Maxterms (3 variables)

   Maxterms
X Y Z Term Designation
0 0 0 X+Y+Z M0
0 0 1 X+Y+Z' M1
0 1 0 X+Y'+Z M2
0 1 1 X+Y'+Z' M3
1 0 0 X'+Y+Z M4
1 0 1 X'+Y+Z' M5
1 1 0 X'+Y'+Z M6
1 1 1 X'+Y'+Z' M7

F(X, Y, Z) = π ( 0, 2, 5,7) ..... product pi function of those listed maxterms
F(X, Y, Z) = M0 * M2 * M5 * M7 .... another way to state the product
F(X, Y, Z) = (M0) * (M2) * (M5) * (M7)
F(X, Y, Z) = (X+Y+Z) * (X+Y'+Z) * (X'+Y+Z') * (X'+Y'+Z') .... use the table above

Let's set up the K-map, more formally known as the Karnaugh Map, but I'll refer to it as K-map from now on.

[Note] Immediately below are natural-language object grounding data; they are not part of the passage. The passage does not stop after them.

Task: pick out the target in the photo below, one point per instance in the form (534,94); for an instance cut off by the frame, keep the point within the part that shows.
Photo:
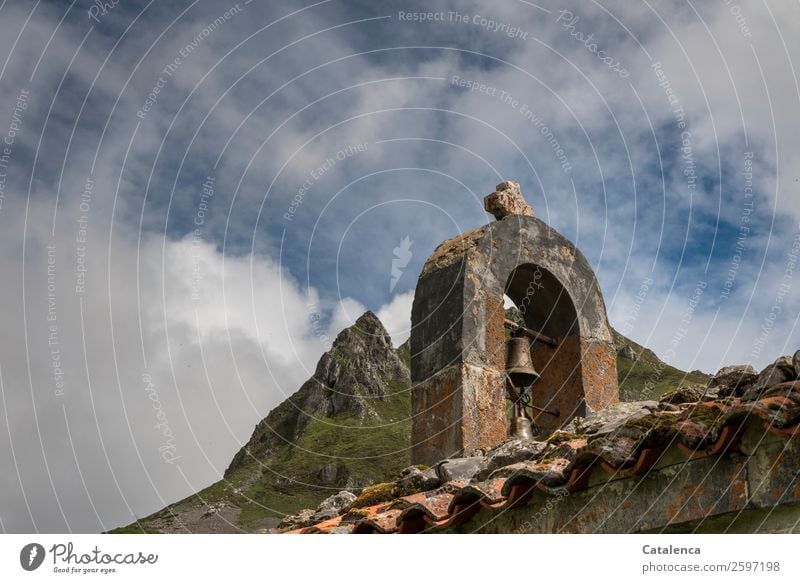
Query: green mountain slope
(346,427)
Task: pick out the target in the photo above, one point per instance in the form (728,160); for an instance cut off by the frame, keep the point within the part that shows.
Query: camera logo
(31,556)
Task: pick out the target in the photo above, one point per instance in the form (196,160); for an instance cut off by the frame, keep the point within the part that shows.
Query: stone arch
(457,335)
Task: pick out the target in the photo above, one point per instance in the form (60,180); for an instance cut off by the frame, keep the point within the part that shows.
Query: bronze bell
(521,428)
(519,365)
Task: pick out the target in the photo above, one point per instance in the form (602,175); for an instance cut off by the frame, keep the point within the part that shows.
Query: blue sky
(331,132)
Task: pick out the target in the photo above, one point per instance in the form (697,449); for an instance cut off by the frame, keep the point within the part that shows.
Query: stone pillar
(457,334)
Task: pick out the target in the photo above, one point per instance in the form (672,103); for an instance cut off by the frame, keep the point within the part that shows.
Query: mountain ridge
(345,428)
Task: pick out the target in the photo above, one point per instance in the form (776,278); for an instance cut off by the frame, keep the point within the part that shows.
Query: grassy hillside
(279,472)
(645,376)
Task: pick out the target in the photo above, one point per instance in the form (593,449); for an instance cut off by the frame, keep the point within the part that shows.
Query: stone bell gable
(458,333)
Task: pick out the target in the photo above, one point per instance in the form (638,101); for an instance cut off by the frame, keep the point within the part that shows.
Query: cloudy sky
(196,196)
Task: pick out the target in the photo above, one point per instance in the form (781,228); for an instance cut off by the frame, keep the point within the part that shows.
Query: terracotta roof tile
(699,429)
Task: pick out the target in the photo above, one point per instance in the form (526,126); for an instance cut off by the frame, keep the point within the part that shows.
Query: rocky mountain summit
(346,427)
(336,441)
(696,417)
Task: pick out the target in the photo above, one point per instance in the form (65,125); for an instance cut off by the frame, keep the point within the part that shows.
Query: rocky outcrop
(361,370)
(733,380)
(781,371)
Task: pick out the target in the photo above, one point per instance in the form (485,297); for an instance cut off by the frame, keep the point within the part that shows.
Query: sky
(197,196)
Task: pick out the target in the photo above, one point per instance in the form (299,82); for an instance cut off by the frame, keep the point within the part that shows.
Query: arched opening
(545,307)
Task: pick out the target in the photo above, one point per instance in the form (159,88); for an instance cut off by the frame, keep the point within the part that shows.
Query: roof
(613,446)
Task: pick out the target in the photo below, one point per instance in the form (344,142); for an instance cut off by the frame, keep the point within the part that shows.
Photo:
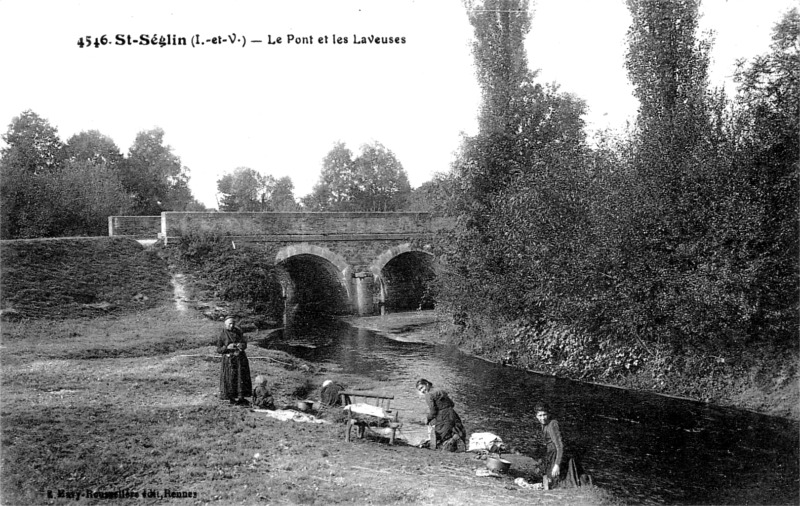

We have n = 3 literals X,Y,Z.
This yields 2^n = 2^3 = 8 different inner cells of the K-map.
This particular K-map is going to be a table with 2 rows and 4 columns to produce the 2*4 = 8 cells needed.

Along the left side, we'll have 0 and 1 to represent the idea of either X or X' in that order.
This applies to maxterms only.
With minterms, the order would be swapped (0 goes with X' and 1 goes with X).

Along the top we have these values: 00, 01, 11, 10
The order is important.
The first slot is the Y position, and the second slot is the Z position.
0 in the 1st slot means Y, 1 in the 1st slot means Y'
0 in the 2nd slot means Z, 1 in the 2nd slot means Z'

You might be thinking "wait a minute, isn't 11 supposed to be AFTER 10 in binary?".
You'd be correct in thinking that, but I'm instead using Gray Code notation.
More on that is provided at the following links for further reading.
https://www.tutorialspoint.com/what-is-gray-code
https://www.learnabout-electronics.org/Digital/dig16.php#gray
Also, this link
https://www.learnabout-electronics.org/Digital/dig24.php
makes a mention of a gray code sequence as well.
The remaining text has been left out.